Ao mesmo tempo, por falta de recursos, as escolas não conseguem apoiá-los e prevenir estas situações. «Os professores acumulam cinco ou seis turmas e muitos deviam ter acompanhamento dos psicólogos da escola para gerirem melhor a relação com os alunos», diz Nazaré Barros.

Também para o professor da Faculdade de Psicologia e Ciências da Educação da Universidade de Coimbra, João Amado, é fundamental que os docentes recebam apoio na escola. «Deviam ser acompanhados pelos psicólogos para lidar com as situações mais complicadas e prevenirem futuros problemas», defende, reconhecendo que nos estabelecimentos de ensino os peritos «são poucos e não têm mãos a medir com os problemas dos alunos».

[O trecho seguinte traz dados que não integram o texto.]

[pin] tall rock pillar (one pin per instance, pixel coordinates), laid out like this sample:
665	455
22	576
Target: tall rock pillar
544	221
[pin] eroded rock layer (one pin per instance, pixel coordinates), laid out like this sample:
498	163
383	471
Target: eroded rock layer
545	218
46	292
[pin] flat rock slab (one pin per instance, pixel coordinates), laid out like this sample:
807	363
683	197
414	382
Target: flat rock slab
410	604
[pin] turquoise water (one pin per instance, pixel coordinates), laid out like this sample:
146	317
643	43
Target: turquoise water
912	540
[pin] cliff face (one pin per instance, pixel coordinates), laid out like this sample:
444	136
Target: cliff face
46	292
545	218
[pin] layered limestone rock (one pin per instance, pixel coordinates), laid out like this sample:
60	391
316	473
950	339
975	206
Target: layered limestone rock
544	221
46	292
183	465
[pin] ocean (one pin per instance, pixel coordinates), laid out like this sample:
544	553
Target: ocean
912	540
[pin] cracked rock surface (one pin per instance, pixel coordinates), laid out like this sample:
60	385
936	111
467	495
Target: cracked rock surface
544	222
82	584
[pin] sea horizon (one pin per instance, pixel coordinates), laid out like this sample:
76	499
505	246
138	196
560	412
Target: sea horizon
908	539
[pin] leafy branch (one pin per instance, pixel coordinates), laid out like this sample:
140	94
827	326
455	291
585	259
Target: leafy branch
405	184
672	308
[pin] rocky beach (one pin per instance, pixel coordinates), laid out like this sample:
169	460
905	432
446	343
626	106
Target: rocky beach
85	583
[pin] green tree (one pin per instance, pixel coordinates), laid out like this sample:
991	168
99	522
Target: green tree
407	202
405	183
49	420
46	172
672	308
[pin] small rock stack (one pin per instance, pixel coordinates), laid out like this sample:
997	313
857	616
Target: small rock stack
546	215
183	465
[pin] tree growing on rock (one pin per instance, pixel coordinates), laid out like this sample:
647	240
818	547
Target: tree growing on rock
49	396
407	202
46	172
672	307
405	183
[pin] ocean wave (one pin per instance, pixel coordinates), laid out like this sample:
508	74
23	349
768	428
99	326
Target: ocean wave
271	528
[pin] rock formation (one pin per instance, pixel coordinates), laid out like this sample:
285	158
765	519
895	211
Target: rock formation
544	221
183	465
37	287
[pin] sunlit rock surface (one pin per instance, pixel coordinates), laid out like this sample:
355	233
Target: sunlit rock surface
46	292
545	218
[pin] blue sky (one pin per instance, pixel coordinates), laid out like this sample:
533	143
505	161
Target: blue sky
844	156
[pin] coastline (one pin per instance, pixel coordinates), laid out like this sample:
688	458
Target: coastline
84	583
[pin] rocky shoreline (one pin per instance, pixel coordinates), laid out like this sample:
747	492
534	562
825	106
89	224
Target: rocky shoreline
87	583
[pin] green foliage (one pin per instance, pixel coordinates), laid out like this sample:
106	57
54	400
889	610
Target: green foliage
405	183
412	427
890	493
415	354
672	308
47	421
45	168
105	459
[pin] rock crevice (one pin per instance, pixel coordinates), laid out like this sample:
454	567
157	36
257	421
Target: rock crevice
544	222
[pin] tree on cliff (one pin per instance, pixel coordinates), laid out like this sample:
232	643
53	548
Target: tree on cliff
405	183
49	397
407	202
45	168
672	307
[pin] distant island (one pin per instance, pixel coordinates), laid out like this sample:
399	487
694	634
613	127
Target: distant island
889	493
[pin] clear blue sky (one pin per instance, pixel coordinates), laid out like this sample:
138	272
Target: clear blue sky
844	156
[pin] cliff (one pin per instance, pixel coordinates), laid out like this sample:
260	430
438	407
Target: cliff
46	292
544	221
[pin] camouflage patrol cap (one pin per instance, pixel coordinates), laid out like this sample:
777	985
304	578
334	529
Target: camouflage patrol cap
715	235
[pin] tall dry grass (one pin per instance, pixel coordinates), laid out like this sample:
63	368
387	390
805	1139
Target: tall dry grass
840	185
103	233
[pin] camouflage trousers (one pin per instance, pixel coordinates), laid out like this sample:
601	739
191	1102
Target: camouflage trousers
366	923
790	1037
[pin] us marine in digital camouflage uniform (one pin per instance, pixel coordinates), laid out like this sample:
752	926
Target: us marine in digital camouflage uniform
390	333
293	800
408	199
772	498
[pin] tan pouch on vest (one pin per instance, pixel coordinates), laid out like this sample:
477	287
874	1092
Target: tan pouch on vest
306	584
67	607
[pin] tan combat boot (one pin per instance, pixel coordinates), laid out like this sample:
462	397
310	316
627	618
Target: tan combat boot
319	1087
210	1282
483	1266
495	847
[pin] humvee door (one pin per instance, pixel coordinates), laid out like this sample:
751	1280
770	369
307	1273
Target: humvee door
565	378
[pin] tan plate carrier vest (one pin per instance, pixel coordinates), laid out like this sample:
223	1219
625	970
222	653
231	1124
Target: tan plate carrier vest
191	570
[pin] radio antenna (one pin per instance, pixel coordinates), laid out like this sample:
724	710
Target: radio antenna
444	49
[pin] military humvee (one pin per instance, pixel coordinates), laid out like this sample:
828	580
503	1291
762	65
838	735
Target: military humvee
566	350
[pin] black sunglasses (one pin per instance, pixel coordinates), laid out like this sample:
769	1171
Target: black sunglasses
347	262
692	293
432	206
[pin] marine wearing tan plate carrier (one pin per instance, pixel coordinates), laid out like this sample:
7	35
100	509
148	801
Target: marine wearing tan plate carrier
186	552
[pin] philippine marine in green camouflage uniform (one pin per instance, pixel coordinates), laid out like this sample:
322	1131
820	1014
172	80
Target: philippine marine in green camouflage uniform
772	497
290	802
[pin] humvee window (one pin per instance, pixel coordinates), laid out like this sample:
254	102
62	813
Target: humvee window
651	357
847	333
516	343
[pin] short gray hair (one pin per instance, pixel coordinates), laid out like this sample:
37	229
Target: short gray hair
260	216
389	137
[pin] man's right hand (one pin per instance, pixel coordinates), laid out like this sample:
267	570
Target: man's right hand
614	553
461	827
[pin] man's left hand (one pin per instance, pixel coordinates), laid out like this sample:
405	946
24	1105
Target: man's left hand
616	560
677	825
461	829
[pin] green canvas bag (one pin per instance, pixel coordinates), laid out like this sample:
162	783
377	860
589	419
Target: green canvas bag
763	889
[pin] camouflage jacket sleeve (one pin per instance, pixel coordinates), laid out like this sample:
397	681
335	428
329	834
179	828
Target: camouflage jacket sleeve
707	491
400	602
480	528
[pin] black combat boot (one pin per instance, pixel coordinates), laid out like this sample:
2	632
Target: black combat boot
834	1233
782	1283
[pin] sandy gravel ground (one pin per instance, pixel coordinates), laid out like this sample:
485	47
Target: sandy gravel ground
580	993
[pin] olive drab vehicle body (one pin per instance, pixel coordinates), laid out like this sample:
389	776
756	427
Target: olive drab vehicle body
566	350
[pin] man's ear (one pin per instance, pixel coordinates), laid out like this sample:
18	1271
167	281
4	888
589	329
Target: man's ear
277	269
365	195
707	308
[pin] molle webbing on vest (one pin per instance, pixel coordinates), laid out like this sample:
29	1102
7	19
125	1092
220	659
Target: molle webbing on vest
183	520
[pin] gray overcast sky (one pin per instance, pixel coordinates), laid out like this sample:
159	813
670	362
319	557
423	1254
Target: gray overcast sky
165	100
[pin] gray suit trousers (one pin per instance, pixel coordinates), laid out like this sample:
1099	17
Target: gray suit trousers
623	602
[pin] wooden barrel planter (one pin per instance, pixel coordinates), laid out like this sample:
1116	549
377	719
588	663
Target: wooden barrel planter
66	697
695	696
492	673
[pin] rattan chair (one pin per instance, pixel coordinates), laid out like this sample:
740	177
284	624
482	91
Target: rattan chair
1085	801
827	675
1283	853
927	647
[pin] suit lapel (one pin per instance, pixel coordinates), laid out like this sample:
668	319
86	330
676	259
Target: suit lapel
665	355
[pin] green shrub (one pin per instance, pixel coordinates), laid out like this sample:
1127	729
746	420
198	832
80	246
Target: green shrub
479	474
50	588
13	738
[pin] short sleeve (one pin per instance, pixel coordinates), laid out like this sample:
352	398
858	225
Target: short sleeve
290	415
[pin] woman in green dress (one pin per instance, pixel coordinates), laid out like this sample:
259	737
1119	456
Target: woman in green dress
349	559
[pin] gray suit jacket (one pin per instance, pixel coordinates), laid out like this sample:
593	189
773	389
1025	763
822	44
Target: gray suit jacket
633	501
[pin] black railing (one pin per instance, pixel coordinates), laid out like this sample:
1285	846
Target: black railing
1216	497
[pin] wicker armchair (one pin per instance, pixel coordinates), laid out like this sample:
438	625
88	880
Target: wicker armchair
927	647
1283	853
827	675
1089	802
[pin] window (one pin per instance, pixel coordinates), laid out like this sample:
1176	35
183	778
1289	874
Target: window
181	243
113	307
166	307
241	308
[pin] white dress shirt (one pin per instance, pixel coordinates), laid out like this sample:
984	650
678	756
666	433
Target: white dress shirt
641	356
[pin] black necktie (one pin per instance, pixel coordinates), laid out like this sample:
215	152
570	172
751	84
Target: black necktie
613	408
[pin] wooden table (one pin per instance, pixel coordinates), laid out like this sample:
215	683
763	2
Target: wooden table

Gonçalo, o estudante agredido em Ponte de Lima está a ser acompanhado pelo psicólogo da escola. Mas ir às aulas ainda lhe causa alguma ansiedade, reconhece a mãe: «Tem medo de encontrar o professor de História que o maltratou». Mas há uma semana que o docente não é visto no estabelecimento de ensino, tendo faltado à reunião entre a direção da escola e os pais do aluno e a todas as aulas agendadas.